The Gift

Ayu Anisa Urahma
Chapter #20

Saling Menerima

Sejak Mas Arden datang, aku merasakan roller coaster di hidupku. Jujur, karena usia kami yang terpaut jauh, aku masih sungkan berbicara banyak hal dengannya. Padahal Mas Arden itu tipe laki-laki gaul. Wawasannya luas dan bisa mengimbangi obrolanku. Nggak terlihat sama sekali kalau dia terpaut dua belas tahun di atasku. Bahkan, dari gayanya kayak bukan seorang dokter saking santainya. Karena aku pikir, orang yang menjadi dokter itu tipe orang serius. Ternyata anggapanku selama ini tentang seorang dokter salah besar. 

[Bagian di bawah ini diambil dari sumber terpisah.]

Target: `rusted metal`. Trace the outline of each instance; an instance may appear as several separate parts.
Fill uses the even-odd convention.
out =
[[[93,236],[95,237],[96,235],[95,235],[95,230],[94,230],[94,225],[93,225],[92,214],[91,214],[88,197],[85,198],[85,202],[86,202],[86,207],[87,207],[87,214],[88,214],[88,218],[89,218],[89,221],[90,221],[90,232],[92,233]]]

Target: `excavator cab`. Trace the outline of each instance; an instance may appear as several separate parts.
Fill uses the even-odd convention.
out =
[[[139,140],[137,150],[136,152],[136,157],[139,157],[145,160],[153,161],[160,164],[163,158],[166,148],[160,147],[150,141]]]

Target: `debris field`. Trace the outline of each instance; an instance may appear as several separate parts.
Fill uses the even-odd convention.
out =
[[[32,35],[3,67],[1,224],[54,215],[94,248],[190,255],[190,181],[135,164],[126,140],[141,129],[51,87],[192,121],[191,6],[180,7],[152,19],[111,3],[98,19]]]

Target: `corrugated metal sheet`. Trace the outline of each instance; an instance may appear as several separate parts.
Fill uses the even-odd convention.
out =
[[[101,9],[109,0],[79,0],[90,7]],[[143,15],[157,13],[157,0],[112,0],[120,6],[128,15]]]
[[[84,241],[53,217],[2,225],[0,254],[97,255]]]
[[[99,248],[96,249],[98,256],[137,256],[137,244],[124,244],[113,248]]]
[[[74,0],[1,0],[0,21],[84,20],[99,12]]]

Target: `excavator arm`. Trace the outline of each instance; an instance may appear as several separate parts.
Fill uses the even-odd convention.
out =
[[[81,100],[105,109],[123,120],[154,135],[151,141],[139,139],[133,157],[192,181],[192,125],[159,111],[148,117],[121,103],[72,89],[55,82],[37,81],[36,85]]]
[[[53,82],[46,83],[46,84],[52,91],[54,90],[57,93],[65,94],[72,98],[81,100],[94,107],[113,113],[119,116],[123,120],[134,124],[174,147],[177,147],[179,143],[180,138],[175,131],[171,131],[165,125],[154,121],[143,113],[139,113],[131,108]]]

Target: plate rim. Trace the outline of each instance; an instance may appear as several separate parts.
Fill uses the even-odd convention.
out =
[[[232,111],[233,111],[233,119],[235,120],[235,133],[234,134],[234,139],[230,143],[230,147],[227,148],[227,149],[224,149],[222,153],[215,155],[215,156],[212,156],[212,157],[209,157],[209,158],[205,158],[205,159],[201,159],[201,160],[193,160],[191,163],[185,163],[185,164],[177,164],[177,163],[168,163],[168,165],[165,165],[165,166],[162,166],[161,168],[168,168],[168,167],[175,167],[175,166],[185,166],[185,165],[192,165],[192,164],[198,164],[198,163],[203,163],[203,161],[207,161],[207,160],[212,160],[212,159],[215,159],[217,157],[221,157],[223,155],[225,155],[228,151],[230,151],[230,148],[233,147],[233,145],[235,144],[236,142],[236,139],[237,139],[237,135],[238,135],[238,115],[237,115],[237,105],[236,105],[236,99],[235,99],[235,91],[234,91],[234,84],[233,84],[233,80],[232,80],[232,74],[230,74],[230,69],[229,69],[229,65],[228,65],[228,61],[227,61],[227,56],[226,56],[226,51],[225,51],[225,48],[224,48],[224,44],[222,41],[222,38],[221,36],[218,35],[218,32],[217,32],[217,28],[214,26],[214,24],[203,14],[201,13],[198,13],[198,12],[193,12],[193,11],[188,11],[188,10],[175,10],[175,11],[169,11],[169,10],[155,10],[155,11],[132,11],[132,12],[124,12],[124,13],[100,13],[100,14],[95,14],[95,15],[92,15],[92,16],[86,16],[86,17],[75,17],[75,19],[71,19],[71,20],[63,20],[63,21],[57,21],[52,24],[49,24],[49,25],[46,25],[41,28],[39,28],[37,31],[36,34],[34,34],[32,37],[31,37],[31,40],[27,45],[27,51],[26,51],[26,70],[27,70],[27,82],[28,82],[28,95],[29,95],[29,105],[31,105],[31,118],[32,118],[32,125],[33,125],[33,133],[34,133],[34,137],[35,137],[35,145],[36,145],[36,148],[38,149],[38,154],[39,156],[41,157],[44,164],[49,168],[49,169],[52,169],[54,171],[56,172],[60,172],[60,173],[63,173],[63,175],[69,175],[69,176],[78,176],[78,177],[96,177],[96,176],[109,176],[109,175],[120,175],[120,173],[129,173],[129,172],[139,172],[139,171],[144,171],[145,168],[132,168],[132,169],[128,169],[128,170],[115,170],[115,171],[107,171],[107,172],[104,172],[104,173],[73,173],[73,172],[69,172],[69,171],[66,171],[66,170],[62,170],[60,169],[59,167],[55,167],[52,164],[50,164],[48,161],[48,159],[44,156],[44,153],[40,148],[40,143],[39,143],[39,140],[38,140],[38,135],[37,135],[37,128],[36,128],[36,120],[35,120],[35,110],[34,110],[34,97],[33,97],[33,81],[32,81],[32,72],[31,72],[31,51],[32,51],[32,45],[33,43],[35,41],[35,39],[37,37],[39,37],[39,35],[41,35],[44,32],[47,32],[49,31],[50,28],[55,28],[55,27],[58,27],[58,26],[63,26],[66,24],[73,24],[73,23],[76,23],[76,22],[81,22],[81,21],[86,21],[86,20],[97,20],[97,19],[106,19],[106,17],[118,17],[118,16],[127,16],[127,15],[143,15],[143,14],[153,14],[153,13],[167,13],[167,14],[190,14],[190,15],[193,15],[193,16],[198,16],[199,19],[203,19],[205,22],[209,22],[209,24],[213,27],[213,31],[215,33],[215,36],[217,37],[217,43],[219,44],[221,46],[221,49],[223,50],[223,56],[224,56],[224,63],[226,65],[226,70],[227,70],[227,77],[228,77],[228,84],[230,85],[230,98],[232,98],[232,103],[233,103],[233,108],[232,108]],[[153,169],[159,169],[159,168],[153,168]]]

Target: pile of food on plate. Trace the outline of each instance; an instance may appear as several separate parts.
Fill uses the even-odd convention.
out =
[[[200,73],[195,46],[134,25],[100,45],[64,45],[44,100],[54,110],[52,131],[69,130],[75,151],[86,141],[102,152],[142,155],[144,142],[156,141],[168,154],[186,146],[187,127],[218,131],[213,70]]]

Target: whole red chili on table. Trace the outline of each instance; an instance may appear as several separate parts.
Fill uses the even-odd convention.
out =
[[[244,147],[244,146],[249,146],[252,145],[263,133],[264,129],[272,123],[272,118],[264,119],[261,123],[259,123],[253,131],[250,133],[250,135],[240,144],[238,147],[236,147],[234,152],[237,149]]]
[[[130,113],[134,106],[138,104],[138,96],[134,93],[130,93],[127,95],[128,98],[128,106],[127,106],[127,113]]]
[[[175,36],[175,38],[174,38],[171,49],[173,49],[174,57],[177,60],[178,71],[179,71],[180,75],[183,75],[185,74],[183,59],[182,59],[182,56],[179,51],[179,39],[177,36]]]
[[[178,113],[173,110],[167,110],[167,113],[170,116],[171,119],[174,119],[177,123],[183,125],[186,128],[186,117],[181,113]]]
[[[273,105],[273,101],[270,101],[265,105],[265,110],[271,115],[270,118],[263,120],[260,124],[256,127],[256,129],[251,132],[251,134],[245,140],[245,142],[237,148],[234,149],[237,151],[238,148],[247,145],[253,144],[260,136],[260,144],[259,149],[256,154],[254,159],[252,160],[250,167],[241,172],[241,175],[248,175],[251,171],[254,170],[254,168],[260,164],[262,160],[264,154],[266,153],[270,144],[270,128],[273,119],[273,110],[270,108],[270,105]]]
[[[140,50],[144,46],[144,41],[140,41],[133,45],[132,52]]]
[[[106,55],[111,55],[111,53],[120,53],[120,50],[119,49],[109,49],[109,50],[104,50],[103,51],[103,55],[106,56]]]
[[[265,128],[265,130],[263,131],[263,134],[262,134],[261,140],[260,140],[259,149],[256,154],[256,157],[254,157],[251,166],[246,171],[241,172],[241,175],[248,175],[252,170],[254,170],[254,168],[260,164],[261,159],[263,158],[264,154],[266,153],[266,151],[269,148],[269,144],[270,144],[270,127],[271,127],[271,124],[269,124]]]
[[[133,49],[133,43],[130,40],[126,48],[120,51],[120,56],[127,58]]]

Perkenalanku dengan Mas Arden benar-benar eksklusif. Bahkan teman-temanku belum mengetahui hal ini. Jujur, aku belum siap mengatakan pada mereka jika aku dikenalkan dengan laki-laki pilihan orang tuaku. Nanti, aku akan menceritakan hal ini jika hubunganku dengan Mas Arden udah semakin intens. 

Mengenal Mas Arden ... aku nggak punya ekspektasi apa-apa. Karena terakhir kali putus cinta, membuatku merasa sedikit trauma dengan percintaan. Jadi, ya untuk sekarang aku lebih santai menanggapi Mas Arden. Walaupun Mas Arden sempat mengatakan kalau dari awal dia nggak ada niat untuk main-main saat mengatakan bersedia berkenalan denganku, aku nggak mau berharap banyak. Takut dikecewakan lagi.

“Selamat ya! Akhirnya bisa daftar sidang juga!”

Aku tertawa. “Aku baru daftar sidang skripsi loh, Mas. Bukan lulus sidang.”

”Ya nggak apa-apa. Hal kecil juga patut dirayakan, kan?”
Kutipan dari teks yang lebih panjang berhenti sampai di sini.